HPLC-MS/MS experiments were performed in triplicate on a nano-HPLC Agilent 1100 system (Agilent Tech-nologies, Santa Clara, CA, USA) in combination with a 7-Tesla LTQ-FT Ultra mass spectrometer (Thermo Electron, Bremen, Germany) equipped with a nanospray ion source (in-house system) as described in [10, 11, 16]. A sample volume of 1 μl was loaded by autosampler onto a homemade capillary column (75 μl id, length 12 cm, Reprosil-Pur Basic C18, 3 μm, 100 A; Dr. Maisch HPLC GmbH, Ammerbuch-Entringen, Germany) which was prepared as described in [17]. Separation was performed at a flow rate of 0.3 ml/min using 0.1% formic acid (v/v, solvent A) and acetonitrile 0.1% formic acid (v/v, solvent B). The column was pre-equilibrated with 3% (v/v) solvent B. Linear gradient from 3% to 50% (v/v) of solvent B in 90 min followed by isocratic elution (95% v/v, of solvent B) for 15 min was used for peptide separation. MS/MS data were acquired in data-dependent mode using Xcalibur (Thermo Finnigan, San Jose, CA, USA) software. The precursor ion scan MS spectra (m/z 300-1600) were acquired in FT mode with a resolution of 50000 at m/z 400. The three most intense ions were isolated and fragmented by collision-induced dissociation(CID), MS/MS spectra were measured in the linear ion trap (LTQ). In data-dependent experiments, dynamic exclusion was used with 20 s exclusion duration. In data-dependent experiments, dynamic exclusion was used with 20 s exclusion duration.

Urine proteomics data preprocessing

Raw MS/MS data from the LTQ-FT were processed to msm-files using the software RAW2MSM (version 1.10_2007.06.14) [17]. Mascot database searching was performed using Mascot Server 2.2 software (Matrix Science, London, UK; version 2.2.06); all tandem mass spectra were searched against the human IPI protein sequence database from the European Bioinformatics Institute (version 3.82; released 06.04.2011; 92104 entries) assuming the digestion enzyme trypsin. Search criteria included two missed cleavage, carbamidomethyl of cysteine as a fixed modification, oxidation of methionine as a variable modification, fragment ion mass tolerance of 0.50 Da (10 ppm). Protein identifications were accepted if they contained at least 2 identified peptides with ion scores >24. The results were verified against reverse database to a false discovery rate of less than 1% using Scaffold 4.0 software (version Scaffold-01_07_00, Proteome Software Inc., Portland, OR). All Mascot search results and parameters are submitted to the PeptideAtlas (submission PASS00592) repository and are freely available for download with the URL: http://www.peptideatlas.org/PASS/PASS00592. The data file with peptides and proteins are also provided as Additional file 4.

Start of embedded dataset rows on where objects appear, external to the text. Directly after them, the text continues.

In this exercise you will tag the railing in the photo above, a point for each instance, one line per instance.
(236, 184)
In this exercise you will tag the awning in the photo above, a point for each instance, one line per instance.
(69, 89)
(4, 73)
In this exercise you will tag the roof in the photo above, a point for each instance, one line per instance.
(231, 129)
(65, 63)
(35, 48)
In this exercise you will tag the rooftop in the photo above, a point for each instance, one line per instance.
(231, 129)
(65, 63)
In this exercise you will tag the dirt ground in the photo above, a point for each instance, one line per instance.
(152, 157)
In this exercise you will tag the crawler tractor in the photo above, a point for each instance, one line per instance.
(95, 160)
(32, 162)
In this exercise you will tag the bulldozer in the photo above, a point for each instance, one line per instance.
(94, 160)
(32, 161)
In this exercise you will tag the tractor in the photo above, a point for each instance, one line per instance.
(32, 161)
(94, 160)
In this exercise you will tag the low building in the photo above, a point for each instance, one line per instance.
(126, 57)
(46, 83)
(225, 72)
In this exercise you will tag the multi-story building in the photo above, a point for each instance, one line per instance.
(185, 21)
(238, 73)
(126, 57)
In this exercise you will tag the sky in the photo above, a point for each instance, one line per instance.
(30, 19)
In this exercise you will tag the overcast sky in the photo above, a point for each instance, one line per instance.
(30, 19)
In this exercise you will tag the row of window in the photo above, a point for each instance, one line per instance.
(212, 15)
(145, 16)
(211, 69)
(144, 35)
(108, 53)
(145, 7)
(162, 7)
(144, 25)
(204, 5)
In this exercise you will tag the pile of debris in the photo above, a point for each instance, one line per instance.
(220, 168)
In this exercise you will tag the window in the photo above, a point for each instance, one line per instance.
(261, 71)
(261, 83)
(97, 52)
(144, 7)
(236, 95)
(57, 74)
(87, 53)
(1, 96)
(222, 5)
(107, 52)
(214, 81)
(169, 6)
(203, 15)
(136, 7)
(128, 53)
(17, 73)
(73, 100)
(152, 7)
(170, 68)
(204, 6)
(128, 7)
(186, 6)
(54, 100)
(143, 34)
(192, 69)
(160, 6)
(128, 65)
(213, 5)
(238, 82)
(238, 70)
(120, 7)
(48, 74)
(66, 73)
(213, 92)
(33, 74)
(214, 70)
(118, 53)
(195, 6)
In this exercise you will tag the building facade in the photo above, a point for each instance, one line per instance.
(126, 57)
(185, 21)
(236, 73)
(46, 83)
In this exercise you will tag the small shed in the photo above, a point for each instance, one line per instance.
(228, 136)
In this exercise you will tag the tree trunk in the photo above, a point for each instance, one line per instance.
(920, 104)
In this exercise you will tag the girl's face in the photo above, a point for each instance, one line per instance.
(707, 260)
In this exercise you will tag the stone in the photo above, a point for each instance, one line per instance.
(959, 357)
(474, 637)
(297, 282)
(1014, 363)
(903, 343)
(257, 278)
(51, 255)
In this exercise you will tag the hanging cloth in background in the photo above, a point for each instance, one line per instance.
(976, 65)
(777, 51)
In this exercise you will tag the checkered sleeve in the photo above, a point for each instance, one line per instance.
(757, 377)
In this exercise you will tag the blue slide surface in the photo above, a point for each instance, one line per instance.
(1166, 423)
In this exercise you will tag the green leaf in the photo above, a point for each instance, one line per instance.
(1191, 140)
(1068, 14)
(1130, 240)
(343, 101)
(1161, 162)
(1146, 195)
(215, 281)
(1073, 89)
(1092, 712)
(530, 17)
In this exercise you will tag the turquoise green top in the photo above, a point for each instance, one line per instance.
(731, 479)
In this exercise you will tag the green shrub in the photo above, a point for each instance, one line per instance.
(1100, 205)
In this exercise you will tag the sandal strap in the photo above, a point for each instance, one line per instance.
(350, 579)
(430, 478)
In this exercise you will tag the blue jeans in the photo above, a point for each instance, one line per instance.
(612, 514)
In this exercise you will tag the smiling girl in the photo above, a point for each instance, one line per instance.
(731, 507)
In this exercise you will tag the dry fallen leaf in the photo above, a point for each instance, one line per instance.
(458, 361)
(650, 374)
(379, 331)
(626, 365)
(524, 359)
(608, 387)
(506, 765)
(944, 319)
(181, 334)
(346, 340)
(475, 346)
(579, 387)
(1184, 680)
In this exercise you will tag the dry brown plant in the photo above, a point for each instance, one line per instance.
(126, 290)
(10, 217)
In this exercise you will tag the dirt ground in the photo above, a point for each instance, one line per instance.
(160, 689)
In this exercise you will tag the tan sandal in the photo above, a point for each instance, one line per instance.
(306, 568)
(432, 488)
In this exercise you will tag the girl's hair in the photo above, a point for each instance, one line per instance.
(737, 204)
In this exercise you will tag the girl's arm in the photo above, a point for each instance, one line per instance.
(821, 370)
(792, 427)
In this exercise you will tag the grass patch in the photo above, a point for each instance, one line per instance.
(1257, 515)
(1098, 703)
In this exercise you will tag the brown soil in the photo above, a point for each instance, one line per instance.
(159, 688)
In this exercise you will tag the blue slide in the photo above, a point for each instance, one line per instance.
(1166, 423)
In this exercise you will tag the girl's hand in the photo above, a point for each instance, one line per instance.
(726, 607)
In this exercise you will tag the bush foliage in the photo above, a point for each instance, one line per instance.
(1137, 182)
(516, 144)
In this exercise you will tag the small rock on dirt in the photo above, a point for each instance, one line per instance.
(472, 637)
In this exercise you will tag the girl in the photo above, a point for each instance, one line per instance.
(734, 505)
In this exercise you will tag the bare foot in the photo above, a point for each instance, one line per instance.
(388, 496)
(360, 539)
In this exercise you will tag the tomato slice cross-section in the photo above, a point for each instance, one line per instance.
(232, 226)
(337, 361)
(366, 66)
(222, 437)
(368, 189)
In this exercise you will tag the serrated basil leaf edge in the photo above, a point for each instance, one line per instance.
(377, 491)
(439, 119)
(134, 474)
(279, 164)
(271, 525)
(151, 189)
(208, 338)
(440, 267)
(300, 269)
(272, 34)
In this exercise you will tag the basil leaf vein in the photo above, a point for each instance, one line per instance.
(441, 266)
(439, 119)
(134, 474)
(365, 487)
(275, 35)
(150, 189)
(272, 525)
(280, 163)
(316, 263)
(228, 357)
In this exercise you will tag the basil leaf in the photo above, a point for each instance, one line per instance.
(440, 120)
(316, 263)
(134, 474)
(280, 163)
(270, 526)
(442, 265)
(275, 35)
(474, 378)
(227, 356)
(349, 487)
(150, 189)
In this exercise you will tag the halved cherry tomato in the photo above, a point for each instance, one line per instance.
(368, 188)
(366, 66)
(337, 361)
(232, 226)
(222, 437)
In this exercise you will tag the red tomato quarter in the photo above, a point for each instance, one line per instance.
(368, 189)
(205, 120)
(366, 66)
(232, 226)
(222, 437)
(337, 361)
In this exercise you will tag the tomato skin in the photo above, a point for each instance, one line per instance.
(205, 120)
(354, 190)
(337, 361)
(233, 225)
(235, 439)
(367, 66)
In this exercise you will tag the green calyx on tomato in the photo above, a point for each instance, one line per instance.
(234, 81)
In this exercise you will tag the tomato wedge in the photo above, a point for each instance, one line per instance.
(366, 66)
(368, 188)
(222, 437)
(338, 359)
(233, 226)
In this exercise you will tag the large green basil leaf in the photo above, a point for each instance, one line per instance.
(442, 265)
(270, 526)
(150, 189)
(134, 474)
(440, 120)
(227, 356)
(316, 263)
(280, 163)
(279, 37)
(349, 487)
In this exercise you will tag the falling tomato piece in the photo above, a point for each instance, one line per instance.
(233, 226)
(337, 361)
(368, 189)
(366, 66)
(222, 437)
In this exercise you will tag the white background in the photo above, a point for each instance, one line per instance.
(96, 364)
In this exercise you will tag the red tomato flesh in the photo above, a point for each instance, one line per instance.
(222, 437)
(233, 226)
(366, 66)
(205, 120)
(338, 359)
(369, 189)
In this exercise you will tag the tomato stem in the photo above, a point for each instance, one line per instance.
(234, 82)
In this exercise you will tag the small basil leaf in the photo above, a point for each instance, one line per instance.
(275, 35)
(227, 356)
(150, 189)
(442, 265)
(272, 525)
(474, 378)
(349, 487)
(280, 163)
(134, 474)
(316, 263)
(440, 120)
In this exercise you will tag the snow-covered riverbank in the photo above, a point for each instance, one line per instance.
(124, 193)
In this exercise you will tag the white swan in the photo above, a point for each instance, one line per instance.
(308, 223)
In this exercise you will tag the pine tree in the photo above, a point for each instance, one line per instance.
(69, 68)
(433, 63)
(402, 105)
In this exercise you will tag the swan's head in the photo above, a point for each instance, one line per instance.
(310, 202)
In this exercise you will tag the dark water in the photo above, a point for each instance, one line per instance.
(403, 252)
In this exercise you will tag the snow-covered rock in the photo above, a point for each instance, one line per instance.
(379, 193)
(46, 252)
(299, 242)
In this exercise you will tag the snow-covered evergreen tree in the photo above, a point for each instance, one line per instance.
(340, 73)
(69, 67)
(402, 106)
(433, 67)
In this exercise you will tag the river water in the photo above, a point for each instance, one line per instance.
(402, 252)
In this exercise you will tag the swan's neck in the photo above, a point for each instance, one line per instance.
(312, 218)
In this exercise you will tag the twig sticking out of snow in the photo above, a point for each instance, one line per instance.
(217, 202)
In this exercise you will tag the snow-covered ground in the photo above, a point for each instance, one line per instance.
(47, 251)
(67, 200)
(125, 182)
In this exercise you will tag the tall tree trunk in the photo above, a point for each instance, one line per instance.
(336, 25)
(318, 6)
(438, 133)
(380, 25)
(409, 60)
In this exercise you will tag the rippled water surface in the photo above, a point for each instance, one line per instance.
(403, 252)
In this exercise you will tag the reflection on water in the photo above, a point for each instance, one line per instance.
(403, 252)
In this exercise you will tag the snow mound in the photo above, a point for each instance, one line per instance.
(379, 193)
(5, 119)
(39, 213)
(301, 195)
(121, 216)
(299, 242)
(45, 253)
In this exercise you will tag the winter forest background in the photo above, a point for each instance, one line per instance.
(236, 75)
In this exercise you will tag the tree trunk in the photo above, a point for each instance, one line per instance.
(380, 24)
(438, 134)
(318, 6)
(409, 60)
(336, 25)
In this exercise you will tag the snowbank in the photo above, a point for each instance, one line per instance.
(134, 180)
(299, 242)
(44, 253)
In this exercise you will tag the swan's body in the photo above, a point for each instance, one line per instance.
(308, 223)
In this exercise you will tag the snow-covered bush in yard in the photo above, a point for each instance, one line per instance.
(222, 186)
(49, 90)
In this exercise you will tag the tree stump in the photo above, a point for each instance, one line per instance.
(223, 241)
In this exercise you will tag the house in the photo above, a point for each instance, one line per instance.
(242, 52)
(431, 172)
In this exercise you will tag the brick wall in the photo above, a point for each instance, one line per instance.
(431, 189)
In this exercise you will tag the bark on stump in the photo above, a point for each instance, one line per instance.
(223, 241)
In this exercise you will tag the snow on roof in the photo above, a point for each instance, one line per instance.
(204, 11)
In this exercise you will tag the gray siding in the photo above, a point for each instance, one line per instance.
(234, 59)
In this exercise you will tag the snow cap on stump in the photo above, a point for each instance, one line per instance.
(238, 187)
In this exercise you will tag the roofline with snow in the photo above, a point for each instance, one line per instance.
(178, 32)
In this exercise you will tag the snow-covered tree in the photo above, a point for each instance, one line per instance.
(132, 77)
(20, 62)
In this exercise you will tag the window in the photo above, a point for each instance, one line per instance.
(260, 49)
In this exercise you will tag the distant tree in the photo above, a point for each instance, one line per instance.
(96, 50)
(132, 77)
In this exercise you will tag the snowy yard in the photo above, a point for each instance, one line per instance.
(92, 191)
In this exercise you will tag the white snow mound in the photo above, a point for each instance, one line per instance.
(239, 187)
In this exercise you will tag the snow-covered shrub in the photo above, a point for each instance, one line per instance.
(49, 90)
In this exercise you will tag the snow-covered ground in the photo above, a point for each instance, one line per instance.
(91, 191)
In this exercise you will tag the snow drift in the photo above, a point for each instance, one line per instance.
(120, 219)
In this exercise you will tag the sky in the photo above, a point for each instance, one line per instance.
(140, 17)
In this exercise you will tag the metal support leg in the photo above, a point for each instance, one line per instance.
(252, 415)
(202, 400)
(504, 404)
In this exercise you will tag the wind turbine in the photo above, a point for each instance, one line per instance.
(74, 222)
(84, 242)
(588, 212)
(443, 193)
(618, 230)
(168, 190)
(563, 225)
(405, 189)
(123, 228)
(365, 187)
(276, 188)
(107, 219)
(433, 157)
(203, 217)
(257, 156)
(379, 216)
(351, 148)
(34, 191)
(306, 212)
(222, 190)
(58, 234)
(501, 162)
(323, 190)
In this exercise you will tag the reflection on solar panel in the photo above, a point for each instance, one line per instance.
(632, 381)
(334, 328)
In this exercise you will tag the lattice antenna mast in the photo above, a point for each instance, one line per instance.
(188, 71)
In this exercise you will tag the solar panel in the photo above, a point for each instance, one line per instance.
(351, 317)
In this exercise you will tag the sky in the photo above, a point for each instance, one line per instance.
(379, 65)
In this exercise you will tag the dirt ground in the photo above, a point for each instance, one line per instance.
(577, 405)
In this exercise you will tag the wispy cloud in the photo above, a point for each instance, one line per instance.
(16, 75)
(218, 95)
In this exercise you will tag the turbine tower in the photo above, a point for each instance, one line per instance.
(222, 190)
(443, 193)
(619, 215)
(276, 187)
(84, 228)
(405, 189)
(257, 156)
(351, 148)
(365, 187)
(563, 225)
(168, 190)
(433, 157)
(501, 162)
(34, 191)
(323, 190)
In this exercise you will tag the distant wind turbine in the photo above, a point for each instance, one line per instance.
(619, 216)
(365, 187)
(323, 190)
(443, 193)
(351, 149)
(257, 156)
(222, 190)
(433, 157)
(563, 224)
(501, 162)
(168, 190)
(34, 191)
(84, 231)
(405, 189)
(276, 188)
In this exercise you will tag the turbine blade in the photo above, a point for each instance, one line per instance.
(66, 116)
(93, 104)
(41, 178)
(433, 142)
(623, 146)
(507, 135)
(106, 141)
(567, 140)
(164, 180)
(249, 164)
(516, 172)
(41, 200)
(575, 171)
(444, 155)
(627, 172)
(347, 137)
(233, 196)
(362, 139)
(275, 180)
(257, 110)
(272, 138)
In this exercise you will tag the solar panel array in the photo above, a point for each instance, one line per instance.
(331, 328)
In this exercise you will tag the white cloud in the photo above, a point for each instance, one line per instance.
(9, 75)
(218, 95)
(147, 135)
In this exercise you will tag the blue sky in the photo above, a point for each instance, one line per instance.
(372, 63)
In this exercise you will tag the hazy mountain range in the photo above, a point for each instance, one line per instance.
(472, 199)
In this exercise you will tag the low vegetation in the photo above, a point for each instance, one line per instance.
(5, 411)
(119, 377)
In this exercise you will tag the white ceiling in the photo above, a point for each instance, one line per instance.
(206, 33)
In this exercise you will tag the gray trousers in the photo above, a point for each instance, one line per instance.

This preprocessing provides 2,038 species indexed by the international protein indices (IPI) in the Mascot data base. All protein species indexed by IPI were included into our analysis. 1660 (71%) of them were explicitly assigned to genes using the biomaRt program package available in the bioconductor repository with query to Ensemble gene annotations http://www.bioconductor.org/packages/release/bioc/html/biomaRt.html. The presence/absence of each protein species in each sample was defined by binary 1/0 values providing an abundance matrix for each volunteer where each row corresponds to one protein and each column to one time point of sample selection (Additional file 5). For downstream analysis we used either these individual, volunteer-specific data (single volunteer analysis) or we calculated the mean abundance for each protein and time point by averaging protein data over the individual volunteers (mean volunteer analysis). Single volunteer abundance data are provided as Additional file 5.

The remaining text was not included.